Das ist – sage ich Ihnen ehrlich – für eine Regierung in einer solchen zentralen gesellschaftlichen Frage nicht nur blamabel, sondern es ist verantwortungslos!

(Beifall CDU, ALFA)

Herr Scholz sagt, er sei stolz darauf, dass dieser Kompromiss zwischen SPD-regierten Ländern, CDU-regierten Ländern und unter Mitwirkung von grün regierten Ländern gefunden worden sei. Ich sage: Ja, ich wäre auch stolz gewesen auf meine Regierung hier im Land Bremen, wenn sie diesem Kompromiss zugestimmt hätte! Ich schäme mich dafür, dass Bremen diesem Kompromiss im Bundesrat nicht zugestimmt hat, Frau Dr. Schaefer!

(Beifall CDU, ALFA – Abg. Frau Dr. Schaefer [Bünd- nis 90/Die Grünen]: Ich aber nicht!)

Worum ging es denn in der Sache, Frau Dr. Schaefer?

(Abg. Frau Dr. Schaefer [Bündnis 90/Die Grünen]: Um eine Asylverschärfung ging es in der Sache!)

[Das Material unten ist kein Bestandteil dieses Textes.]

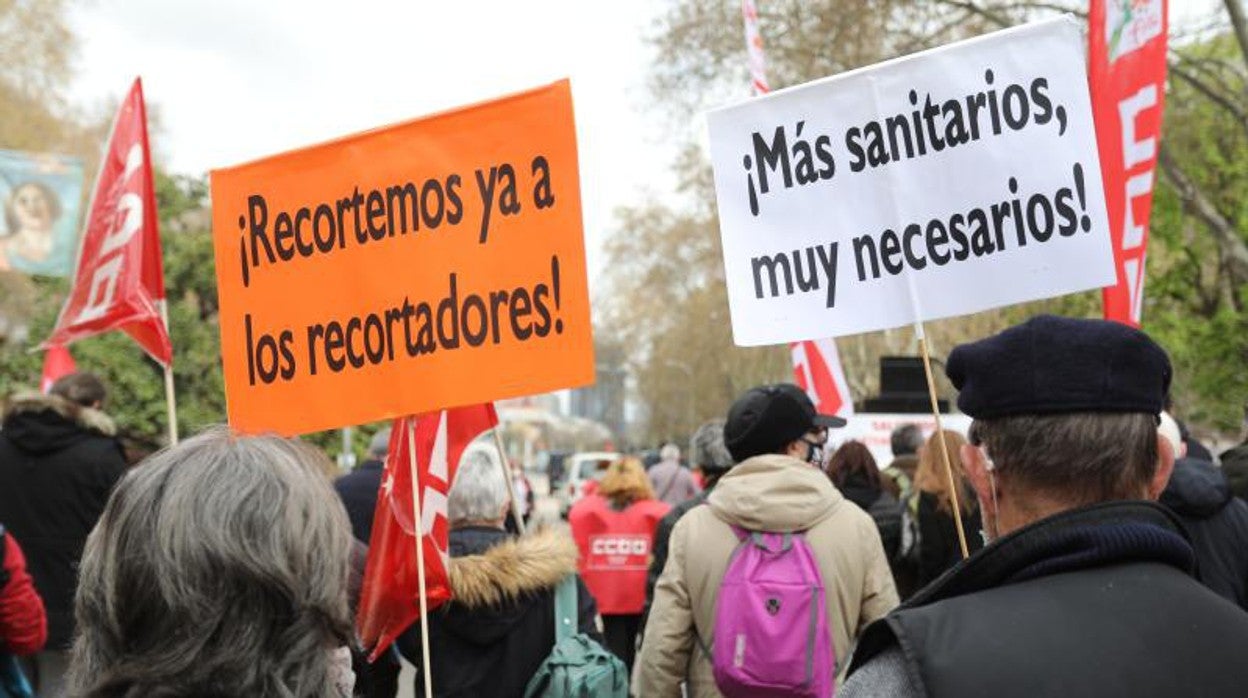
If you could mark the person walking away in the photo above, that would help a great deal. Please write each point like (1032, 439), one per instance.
(672, 482)
(1234, 465)
(497, 629)
(358, 488)
(713, 460)
(1087, 587)
(59, 462)
(23, 621)
(524, 496)
(776, 438)
(614, 528)
(358, 493)
(1214, 520)
(219, 568)
(899, 477)
(855, 475)
(939, 547)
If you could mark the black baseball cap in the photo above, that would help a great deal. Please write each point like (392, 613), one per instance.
(769, 417)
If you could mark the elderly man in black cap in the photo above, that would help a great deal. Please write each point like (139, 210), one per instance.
(776, 438)
(1087, 587)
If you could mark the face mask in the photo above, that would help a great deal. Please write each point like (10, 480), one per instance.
(814, 453)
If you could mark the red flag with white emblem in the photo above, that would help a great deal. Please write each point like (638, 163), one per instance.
(816, 368)
(390, 598)
(58, 362)
(1127, 83)
(119, 281)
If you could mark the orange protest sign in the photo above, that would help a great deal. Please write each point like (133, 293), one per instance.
(419, 266)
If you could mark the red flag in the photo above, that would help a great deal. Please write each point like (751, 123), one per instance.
(816, 368)
(390, 597)
(119, 280)
(1127, 83)
(58, 362)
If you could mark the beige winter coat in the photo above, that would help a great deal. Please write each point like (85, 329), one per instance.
(763, 493)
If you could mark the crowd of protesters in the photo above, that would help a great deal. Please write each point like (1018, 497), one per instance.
(1108, 552)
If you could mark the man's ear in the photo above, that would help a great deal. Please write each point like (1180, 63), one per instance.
(796, 448)
(980, 476)
(1165, 467)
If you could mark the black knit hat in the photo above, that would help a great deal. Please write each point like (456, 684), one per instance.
(769, 417)
(1056, 365)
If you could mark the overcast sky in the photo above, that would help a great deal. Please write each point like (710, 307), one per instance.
(235, 80)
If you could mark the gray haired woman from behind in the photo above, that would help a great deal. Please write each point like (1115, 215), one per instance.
(217, 570)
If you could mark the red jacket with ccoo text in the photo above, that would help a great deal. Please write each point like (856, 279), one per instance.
(615, 550)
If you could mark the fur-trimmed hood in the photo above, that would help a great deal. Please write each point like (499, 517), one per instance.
(513, 568)
(40, 423)
(503, 584)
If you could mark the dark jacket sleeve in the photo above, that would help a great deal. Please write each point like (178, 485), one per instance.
(23, 622)
(587, 612)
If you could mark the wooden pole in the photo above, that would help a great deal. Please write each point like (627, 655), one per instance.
(507, 478)
(940, 436)
(426, 668)
(170, 400)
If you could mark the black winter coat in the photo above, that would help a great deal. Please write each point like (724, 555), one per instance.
(58, 466)
(1091, 602)
(358, 493)
(492, 638)
(939, 547)
(882, 507)
(1216, 523)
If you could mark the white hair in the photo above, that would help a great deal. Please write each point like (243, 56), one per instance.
(240, 538)
(479, 491)
(1168, 428)
(669, 452)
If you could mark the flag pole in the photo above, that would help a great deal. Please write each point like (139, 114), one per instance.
(426, 668)
(507, 478)
(170, 398)
(940, 436)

Frau Linnert, wenn Sie endlich einmal ein Gespür dafür hätten, was die Menschen von einer Landesregierung auch in Bremen erwarten, dass Sie ihre Probleme ernst nehmen und dass Sie als Regierung verantwortlich handeln und nicht 40 wild gewordene Parteimitglieder der Grünen darüber entscheiden, wie es in Deutschland mit der Flüchtlingspolitik weitergeht, dann hätte ich Respekt vor Ihnen!

(Beifall CDU, ALFA)

Dass sich diese Regierung zur Geisel einer knappen Mehrheit der grünen Mitgliederversammlung gemacht hat, ist ein Armutszeugnis für die Demokratie in unserem Land!